We sent them help but have heard no satisfactory word. Whether the relief ship reached them, or was crushed in the Melville ice or broke her back on a reef in those uncharted waters, we do not know. When the midnight sun will have burst the barriers of darkness and bitter cold we shall send again.
Germany has extended her blockade zone to 75° north latitude, within 200 miles of our base. The little Danish ship I caught last summer dare not make her annual voyage. But my friends expect her. Some of them will be in South Greenland to meet her. They must not be disappointed again. Wherefore it is assured that the new ship, a staunch Newfoundland sealer, be of the best, and her Captain, Bob Bartlett, of North Pole fame, a man who has yet to fail.
* * *
I reached Copenhagen one hot evening late last August. In the best hotel's best bedroom I interviewed the head waiter.
" Bring me poached eggs and a double meringue" . . . , I needed no list; I had carried my own in my mind for months . . . "and Brussels sprouts, escalloped artichokes, and broiled lobster. One large sirloin steak," . . . . I think I cautioned him……. to have it rare and the fat untrimmed. And finally, "chocolate cake and fruit and a large pitcher of milk."
For more than three years I had tasted none of these. Often in my dreams in my caribou skin bag had I been seated at such a banquet but always the hungry morning came before I was able to seize one morsel of the fragrant viands. Here was the dream come true, the ever present dream of one who sledges in the Arctic: Food.
Yet I did not reflect upon my providential deliverance from ice and cold. I regarded not at all the rosy future of my aspirations. Ideational processes bore all the crudity of creature desire. I simply sat and stuffed; and through it stared at the bed. Thrilled with anticipation I tried to imagine how real clean sheets and gentle bed springs would feel.
Clinging to a bunch of luscious grapes with one hand, with the other I loosened the cords of my Eskimo boots. But on the edge of the bed I lingered between the grapes and the sheets.
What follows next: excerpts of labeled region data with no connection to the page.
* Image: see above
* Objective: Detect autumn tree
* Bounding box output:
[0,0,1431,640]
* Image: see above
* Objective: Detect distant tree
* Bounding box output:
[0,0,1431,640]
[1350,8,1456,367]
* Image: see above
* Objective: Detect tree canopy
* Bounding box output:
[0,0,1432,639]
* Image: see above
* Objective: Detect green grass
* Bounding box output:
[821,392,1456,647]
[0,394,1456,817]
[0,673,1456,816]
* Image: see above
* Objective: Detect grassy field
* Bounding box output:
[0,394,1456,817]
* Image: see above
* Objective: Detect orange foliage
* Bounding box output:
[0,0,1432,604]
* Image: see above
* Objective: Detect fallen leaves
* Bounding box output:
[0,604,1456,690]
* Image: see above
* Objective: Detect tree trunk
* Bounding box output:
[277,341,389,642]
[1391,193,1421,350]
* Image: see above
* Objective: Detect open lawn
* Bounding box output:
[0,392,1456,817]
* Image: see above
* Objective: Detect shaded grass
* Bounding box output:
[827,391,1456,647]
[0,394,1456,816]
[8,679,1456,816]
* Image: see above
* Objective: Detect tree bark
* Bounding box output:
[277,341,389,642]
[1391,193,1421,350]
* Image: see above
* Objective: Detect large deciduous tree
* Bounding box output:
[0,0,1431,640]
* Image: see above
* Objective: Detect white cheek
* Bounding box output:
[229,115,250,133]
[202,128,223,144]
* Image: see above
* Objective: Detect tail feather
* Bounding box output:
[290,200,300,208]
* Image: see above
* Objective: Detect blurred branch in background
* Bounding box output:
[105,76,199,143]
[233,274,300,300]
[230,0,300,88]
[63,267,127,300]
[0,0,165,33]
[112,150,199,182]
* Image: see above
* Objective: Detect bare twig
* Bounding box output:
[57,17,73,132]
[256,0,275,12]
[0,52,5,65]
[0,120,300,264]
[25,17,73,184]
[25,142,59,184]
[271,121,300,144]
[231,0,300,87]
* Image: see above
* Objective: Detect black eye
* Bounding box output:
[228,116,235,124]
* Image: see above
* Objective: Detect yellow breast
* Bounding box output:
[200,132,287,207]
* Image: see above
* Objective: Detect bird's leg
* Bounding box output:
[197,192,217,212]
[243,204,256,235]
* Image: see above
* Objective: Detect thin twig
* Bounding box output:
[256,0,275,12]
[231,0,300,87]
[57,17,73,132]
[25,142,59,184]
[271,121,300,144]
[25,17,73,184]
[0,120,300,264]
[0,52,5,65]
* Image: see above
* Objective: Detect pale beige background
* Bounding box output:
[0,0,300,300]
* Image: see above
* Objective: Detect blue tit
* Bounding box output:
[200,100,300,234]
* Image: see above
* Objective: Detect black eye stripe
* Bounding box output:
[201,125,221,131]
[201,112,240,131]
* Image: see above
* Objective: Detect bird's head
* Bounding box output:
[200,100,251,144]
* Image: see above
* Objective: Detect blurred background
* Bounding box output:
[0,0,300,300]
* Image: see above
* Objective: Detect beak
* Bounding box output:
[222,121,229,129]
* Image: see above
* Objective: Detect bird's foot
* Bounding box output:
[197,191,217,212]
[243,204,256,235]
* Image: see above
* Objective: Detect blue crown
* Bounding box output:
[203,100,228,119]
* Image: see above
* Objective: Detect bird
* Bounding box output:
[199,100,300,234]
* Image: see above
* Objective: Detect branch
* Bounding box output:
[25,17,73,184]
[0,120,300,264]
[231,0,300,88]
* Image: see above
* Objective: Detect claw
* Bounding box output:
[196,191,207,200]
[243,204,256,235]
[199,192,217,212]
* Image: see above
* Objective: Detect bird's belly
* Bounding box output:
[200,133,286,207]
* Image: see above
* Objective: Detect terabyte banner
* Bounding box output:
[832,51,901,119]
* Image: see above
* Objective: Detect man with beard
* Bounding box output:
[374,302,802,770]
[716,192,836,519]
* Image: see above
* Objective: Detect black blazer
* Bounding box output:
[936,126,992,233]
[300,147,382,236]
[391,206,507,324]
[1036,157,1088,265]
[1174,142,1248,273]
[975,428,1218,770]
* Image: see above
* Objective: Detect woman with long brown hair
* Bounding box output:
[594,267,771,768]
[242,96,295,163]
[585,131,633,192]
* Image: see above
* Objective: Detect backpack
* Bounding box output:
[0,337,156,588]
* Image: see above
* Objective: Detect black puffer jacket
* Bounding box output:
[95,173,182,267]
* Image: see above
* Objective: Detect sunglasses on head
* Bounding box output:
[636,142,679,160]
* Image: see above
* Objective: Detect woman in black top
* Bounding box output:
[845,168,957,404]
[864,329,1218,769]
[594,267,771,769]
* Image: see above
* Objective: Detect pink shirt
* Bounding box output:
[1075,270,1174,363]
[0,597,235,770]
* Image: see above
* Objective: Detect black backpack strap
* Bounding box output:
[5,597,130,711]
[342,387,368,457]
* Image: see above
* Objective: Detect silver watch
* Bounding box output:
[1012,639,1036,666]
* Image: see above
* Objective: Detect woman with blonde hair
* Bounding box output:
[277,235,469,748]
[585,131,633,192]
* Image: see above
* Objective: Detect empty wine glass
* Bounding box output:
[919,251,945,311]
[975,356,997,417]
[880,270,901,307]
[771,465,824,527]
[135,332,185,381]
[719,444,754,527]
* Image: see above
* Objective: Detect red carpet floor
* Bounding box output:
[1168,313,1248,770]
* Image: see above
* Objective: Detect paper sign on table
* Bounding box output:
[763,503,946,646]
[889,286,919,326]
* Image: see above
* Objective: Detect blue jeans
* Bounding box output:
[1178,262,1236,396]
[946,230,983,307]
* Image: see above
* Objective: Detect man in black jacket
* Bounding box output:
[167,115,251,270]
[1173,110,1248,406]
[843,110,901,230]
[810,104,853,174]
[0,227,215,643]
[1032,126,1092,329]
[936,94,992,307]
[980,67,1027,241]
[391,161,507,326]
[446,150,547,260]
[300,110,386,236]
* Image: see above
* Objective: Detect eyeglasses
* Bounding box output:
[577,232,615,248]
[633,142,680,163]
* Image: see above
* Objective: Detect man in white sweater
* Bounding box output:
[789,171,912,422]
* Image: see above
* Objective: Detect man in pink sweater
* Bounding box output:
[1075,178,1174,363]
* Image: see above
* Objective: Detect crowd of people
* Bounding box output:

For one wonderful moment I saw life in its true values: the comfort of enough: the luxury of ease; the beauty of simply living.
I slipped out of my primitive skin garments and crawled in. To my dying day shall I remember in all vividness the unspeakable sensuous rapture of that experience. The coolness and exquisite softness of my coverings soothed me. I fell asleep. The past drifted away like mist before cool evening breezes. The rush and the pound of blizzards; the day-long torture of rough and nubbled sea-ice ; the stench of foul igloos; the aching muscles. All were no longer even memories. . . . .
I awoke. . . . Where was I? Ugh! what air; not its closeness or its smell, I was used to them, but its terrible strangeness. . . . . No comforting wail of a lonely dog; only a deathlike stillness broken now and then by a distant but dreadful rattle. No exhilarating slam and snap of the gale; just a creeping breath which stirred my curtain in a ghostlike way.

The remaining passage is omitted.